Additionally, she regularly dry brushes her skin to promote circulation and aid in pain relief from her mild diabetic neuropathy. “I’m unsure if I’m experiencing the placebo effect, but dry brushing has really alleviated a lot of my [chronic] pain.”

Other people have voiced their preferences for items like compression socks and regular exercise — like walking or swimming a few times per week — to combat diabetic neuropathy pain.

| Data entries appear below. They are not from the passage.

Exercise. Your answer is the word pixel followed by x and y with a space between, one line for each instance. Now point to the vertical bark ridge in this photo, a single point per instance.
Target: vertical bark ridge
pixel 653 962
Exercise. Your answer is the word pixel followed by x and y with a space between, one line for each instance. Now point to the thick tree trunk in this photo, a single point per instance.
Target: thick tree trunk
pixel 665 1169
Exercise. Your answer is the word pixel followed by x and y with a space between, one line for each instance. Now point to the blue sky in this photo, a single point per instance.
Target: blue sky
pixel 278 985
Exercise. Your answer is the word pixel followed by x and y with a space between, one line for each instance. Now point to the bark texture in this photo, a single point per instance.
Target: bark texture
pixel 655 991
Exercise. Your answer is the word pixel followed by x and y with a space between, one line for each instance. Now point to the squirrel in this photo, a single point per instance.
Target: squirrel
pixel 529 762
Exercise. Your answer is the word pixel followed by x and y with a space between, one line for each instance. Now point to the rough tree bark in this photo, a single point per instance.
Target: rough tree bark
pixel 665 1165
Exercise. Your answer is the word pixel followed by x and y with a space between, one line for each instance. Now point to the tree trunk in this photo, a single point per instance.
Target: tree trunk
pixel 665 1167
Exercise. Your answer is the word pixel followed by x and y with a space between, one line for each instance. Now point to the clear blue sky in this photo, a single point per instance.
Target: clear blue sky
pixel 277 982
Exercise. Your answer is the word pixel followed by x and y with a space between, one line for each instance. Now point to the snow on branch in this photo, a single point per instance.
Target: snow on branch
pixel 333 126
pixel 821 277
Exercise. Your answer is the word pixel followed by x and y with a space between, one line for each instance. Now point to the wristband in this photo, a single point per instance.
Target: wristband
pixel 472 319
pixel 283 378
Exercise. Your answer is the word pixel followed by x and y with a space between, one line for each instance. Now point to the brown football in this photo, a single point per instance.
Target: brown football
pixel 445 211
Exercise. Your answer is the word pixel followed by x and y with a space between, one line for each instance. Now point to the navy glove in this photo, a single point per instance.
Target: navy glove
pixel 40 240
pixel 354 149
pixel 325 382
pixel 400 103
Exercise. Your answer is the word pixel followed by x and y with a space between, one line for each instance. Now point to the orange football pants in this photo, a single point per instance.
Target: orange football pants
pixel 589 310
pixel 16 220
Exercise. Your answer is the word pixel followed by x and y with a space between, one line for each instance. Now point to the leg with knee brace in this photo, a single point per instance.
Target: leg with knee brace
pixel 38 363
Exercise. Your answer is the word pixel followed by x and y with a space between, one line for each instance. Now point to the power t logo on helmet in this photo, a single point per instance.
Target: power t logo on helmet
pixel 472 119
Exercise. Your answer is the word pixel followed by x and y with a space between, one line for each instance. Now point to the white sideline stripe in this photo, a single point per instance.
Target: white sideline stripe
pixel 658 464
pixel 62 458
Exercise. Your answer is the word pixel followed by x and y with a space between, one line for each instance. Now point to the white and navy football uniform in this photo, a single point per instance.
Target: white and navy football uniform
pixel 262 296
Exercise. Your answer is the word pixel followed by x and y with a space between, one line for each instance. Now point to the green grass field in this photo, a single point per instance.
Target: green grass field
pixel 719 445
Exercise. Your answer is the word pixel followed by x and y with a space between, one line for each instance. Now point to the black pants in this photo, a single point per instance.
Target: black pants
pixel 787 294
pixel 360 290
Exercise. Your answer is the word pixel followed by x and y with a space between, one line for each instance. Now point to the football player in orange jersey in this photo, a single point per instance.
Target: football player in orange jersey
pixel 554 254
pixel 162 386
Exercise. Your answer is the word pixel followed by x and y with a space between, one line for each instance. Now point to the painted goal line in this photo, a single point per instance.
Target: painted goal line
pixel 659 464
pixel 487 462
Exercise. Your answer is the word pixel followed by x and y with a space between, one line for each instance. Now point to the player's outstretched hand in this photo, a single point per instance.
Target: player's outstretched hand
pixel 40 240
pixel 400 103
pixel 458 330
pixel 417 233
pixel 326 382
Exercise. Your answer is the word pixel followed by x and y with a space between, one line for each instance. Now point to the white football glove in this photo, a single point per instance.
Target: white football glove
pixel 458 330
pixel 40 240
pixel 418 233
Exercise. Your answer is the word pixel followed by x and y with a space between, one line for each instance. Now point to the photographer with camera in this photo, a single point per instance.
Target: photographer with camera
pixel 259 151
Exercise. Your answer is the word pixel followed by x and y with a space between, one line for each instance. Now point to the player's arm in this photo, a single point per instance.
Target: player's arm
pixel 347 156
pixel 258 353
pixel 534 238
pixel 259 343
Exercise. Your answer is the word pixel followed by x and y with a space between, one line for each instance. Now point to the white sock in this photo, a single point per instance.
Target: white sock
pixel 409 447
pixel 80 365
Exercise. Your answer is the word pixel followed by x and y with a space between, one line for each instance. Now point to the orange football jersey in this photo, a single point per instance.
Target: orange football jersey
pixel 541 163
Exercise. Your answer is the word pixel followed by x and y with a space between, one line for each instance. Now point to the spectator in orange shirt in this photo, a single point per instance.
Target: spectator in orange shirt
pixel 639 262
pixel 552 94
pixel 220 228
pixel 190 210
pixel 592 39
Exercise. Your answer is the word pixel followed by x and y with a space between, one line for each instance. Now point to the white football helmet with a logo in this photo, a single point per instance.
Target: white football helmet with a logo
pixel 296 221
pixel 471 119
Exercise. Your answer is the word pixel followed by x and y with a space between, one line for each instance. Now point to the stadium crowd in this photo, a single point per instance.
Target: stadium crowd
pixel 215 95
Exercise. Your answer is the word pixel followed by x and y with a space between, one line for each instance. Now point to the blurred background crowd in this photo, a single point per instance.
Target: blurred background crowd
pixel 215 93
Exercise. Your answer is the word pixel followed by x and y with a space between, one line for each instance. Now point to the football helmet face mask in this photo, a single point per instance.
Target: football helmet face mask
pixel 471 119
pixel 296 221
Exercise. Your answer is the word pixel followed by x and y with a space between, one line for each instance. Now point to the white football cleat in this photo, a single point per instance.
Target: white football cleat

As with everything else in healthcare and diabetes, prevention is key. Experts recommend the following to avoid the worst of diabetic neuropathy:

  • Keep a close watch on your blood sugar management and work with your doctor to make sure you’re meeting your Time in Range (TIR) and A1C goals.
  • See your doctor and/or podiatrist regularly for foot checks.
  • Check your feet and lower legs daily for any signs of infection (redness, swelling, etc.).
  • Always wear shoes when walking outside, and don’t let others bring shoes into your home (bringing in shoes can also bring in nails, glass, splinters, germs, and bacteria that can cause infections in people with diabetes).
  • Prevent skin cracking in the winter by using lotion regularly.
  • Take care of your toenails, keeping them clean and cropped short.
  • Wear well-fitting shoes that are not too tight or loose.
  • Wear clean, dry socks with all shoes.

While completely preventing painful diabetic neuropathy may not always be possible, incorporating these tools and hacks can help alleviate the often debilitating pain that the condition brings.

Always work with your doctor to make sure you’re keeping a close, careful watch on your daily blood sugar and A1C levels, and hopefully, these recommendations can bring much-needed relief from pain, tingling, and numbness.